— Он приезжал обсудить со мной, — я любезно улыбнулся, — некоторые спорные места из Блаженного Августина.
— Э, — Панин поднял левую бровь, — в самом деле?
— Мы, знаете ли, встречались с графом ещё в Сорбонне, когда я там учился. У нас случился замечательный спор о «Confessionum Libri Tredecim».
— Простите моё любопытство, но о чём вы спорили?
— О природе времени и вечности.
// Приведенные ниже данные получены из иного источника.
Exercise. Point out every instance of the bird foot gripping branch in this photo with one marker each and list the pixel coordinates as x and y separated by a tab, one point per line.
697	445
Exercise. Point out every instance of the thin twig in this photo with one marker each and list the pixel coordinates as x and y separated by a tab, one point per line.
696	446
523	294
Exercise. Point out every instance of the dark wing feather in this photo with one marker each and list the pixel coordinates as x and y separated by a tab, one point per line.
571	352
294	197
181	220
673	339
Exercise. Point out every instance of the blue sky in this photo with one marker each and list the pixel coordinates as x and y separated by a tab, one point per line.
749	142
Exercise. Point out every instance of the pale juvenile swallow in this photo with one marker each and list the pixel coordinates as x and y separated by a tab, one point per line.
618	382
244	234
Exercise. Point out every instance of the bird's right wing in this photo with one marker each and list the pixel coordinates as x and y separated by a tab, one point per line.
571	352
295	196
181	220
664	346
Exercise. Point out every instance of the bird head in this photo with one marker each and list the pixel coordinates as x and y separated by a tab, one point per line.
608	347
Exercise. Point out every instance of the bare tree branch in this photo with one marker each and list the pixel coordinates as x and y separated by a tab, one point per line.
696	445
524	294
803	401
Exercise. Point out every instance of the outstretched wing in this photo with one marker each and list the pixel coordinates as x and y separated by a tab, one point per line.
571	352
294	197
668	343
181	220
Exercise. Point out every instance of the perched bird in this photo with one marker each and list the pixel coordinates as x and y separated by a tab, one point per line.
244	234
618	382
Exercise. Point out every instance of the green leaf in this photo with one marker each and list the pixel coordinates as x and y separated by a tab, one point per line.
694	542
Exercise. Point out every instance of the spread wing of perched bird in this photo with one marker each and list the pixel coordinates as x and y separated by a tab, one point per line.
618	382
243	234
У Блаженного Августина есть замечательные соображения по этому поводу, и мы с графом разошлись в некоторых трактовках. Недавно он нашёл интересный отрывок и приезжал обсудить его со мной.
На лице Панина отразилось недоумение. Он не понимал, то ли я тонко издеваюсь над ним, то ли мы с Сен-Жерменом действительно разбирали научно-философские проблемы. Вот пусть пойдёт и спросит у него самого, если такой любопытный.
— Он приехал ради простого разговора? С вами?
— Дорогой Никита Иванович, ну почему же простого? Сен-Жермен известный алхимик, который ищет сами-знаете-что. — Я внутренне усмехнулся, когда увидел, что Панин напрягся. — И вопросы времени крайне важны для его изысканий. А с кем их обсуждать, как не с некромантом?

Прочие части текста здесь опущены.